A mass shooter and CIA operative begin to unravel a deep-rooted government conspiracy in an upcoming two-minute short film by Justin Garza.
Filmed over a period of seven days in early November, the writer, producer and director Garza said his film, “Operation West,” will be energetic with an intriguing conclusion. The film follows Dan Kerry, a CIA operative, who, in arranging a clandestine meeting with the mass shooter, Alexi Kolemasov, uncovers a large-scale government conspiracy. The graduate student in the UCLA School of Theater, Film and Television said he aimed to create a thriller, which he will achieve via powerful action shots that push his characters into conflict.
“(These action scenes) involve a lot of big moving pieces as opposed to two people sitting on a bench and you having a camera,” Garza said. “I really wanted to get the big, dynamic feel with cars moving in and out, and that’s really the reason why I chose this script out of the two that I had sitting in the wing.”
While using a mass shooting as the impetus for the plot, Garza said the audiences should not focus on that part of his movie too heavily because that is all it is – the setup. He instead wants people to be invested in the character development and unexpected twists and turns. Therefore, instead of pressing an agenda on any side of the political spectrum, Garza said he would prefer to have his audience be intrigued by a fictional government conspiracy that could potentially occur.

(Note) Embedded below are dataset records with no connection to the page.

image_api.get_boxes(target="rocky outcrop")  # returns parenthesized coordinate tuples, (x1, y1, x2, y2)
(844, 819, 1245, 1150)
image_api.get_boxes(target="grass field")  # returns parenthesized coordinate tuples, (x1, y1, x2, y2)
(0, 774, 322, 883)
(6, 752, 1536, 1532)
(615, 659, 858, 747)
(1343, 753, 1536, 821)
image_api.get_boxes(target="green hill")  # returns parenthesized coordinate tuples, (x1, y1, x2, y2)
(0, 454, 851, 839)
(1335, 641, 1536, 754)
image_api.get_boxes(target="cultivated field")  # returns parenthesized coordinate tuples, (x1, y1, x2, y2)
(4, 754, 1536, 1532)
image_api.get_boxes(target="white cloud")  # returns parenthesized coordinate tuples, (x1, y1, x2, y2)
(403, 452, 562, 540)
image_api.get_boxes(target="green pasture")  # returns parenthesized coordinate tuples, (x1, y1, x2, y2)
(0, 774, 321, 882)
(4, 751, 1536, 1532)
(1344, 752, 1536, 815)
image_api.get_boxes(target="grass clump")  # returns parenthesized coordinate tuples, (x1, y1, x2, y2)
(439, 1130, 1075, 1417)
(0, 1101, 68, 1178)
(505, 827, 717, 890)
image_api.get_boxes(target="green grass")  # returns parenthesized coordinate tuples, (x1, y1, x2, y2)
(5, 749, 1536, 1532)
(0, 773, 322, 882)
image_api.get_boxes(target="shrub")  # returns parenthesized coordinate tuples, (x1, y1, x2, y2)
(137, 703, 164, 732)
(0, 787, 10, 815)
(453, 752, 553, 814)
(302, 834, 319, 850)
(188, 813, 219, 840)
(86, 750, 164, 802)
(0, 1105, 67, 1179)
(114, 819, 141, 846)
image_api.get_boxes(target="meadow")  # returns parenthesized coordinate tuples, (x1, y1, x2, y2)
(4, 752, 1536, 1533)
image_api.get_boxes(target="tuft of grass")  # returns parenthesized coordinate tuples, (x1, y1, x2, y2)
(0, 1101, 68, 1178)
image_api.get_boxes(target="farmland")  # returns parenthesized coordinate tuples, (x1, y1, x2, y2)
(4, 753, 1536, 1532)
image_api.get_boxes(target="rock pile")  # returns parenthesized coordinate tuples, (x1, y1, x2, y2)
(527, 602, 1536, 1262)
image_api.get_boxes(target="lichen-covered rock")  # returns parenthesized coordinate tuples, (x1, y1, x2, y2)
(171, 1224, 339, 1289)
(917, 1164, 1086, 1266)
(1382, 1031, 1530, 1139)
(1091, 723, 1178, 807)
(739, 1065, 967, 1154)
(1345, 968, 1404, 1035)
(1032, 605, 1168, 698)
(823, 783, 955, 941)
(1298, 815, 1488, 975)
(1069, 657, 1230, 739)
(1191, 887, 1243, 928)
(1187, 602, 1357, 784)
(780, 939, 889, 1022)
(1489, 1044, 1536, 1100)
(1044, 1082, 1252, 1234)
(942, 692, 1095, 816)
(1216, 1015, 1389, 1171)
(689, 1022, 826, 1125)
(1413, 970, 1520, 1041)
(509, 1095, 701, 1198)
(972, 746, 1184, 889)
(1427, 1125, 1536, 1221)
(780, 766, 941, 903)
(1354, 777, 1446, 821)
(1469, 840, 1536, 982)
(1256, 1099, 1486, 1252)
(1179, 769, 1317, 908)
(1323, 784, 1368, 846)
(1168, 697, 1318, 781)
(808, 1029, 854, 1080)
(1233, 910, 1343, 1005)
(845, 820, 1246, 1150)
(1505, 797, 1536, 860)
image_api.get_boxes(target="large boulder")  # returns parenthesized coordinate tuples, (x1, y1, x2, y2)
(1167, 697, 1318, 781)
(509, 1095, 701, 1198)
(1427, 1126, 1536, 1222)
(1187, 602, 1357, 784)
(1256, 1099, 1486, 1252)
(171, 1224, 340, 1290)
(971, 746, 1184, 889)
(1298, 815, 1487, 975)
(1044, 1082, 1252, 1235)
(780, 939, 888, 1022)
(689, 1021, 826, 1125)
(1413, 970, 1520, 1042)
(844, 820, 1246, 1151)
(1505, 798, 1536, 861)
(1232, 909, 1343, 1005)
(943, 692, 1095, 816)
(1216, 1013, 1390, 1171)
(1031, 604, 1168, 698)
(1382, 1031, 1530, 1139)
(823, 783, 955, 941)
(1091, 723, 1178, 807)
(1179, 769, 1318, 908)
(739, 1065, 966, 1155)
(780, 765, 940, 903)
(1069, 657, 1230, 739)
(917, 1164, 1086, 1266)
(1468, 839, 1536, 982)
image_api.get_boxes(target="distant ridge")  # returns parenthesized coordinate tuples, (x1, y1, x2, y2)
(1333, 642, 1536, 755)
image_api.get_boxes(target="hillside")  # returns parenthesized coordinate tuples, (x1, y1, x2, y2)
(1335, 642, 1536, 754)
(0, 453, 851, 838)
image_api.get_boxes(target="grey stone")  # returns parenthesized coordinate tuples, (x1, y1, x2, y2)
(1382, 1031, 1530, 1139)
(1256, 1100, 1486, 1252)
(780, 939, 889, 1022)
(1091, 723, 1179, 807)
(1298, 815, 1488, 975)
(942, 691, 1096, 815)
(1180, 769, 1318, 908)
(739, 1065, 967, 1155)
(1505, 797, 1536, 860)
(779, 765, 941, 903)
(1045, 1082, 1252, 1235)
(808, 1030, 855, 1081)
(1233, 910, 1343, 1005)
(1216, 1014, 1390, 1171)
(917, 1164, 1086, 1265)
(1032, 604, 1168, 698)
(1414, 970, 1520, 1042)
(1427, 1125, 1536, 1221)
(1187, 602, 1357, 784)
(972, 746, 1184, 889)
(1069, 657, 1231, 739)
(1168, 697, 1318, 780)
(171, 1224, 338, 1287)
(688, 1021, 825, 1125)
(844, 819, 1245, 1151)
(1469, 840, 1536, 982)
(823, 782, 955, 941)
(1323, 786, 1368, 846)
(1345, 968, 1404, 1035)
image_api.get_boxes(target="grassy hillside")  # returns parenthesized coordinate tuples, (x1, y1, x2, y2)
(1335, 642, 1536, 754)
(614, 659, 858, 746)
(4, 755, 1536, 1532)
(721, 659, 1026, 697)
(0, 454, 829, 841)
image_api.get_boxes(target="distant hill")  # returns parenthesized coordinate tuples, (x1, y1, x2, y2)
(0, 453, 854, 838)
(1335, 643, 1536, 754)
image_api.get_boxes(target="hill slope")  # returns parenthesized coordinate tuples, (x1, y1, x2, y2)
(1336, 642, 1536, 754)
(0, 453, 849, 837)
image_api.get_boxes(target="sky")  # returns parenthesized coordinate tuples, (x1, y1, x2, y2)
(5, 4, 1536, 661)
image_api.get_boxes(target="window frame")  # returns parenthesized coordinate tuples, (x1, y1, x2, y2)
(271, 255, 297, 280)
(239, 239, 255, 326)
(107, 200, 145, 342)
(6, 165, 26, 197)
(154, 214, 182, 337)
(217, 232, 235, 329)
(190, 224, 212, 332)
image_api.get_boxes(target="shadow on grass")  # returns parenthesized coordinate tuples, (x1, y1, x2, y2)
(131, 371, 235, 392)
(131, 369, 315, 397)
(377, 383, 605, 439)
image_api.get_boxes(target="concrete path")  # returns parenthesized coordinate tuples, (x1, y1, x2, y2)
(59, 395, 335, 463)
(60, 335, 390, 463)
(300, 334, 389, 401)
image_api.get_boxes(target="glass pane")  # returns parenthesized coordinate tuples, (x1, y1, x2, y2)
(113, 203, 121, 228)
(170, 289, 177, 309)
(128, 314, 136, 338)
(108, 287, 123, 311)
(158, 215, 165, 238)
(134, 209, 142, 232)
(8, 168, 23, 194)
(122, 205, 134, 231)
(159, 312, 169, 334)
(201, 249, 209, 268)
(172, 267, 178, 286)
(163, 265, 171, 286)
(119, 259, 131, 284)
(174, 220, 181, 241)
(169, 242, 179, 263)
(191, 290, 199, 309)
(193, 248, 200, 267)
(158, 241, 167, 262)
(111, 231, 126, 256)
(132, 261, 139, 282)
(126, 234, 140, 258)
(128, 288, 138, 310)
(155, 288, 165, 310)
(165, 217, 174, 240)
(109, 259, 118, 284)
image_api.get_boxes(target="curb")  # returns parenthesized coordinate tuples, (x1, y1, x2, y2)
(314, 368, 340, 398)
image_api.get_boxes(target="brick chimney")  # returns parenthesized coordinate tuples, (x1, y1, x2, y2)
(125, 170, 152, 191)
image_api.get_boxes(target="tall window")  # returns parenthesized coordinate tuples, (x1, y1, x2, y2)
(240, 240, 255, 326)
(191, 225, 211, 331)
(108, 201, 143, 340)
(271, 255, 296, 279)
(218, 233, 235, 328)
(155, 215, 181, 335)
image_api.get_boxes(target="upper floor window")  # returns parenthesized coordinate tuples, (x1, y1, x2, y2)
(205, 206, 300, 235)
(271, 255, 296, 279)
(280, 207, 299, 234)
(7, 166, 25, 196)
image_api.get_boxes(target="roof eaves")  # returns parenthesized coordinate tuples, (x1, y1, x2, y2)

At the heart of the intrigue is Dan, played by Richard Milanesi. As a Vietnam War veteran himself, Milanesi said he has been in similar situations as Dan which allowed him a way into his character. He said he is familiar with the discipline of having to execute orders under stress while maintaining a moral compass, which Dan has to do in “Operation West” after being ordered to kill Alexi.
Dan is battling with his moral compass since he’s faced with making a morally ambiguous decision in the name of the greater good. That moral negotiation and sacrifice is something Milanesi found himself holding onto as the core of his character, he said.
“You make a deal with the lesser of two evils to beat the bigger threat at the time,” Milanesi said. “In that way, you relate to that as a CIA operative where you have to take somebody out. You kind of have to make a deal with yourself in order to get to the greater good.”
Along with Dan’s inner struggle, Garza said his other objective was developing quality action scenes for the film. He said this led to an even greater reliance on his cinematographer, graduate student Giovanna Molina, to ensure the audience can feel fully immersed while not becoming discombobulated.
Molina said she took inspiration for “Operation West” from the 1974 movie “The Conversation” for its depiction of surveillance and paranoia, which act as guiding themes in the short film. However, she said her most difficult task was creating the desolate yet lively visual tone Garza’s film demands.
“I’m trying to depict a vulnerable yet empty landscape and how that will affect the characters since that’s what the story is about,” Molina said.
For Garza’s film, the empty landscape built by Molina is meant to be reflective of Alexi, who Dan discovers is just a lost soul being manipulated by the government. In this sense, Garza said Molina’s work as a cinematographer is essential to his portrayal of characters who are simultaneously powerful and vulnerable.
The core of these characters and their developments are the most important component of his film, Garza said, as he hopes to deliver a short that is both action-packed and climactically surprising.
“I want to open people’s eyes to what others are capable of, what the government is capable of,” Garza said. “I want them to walk away thinking it could happen.”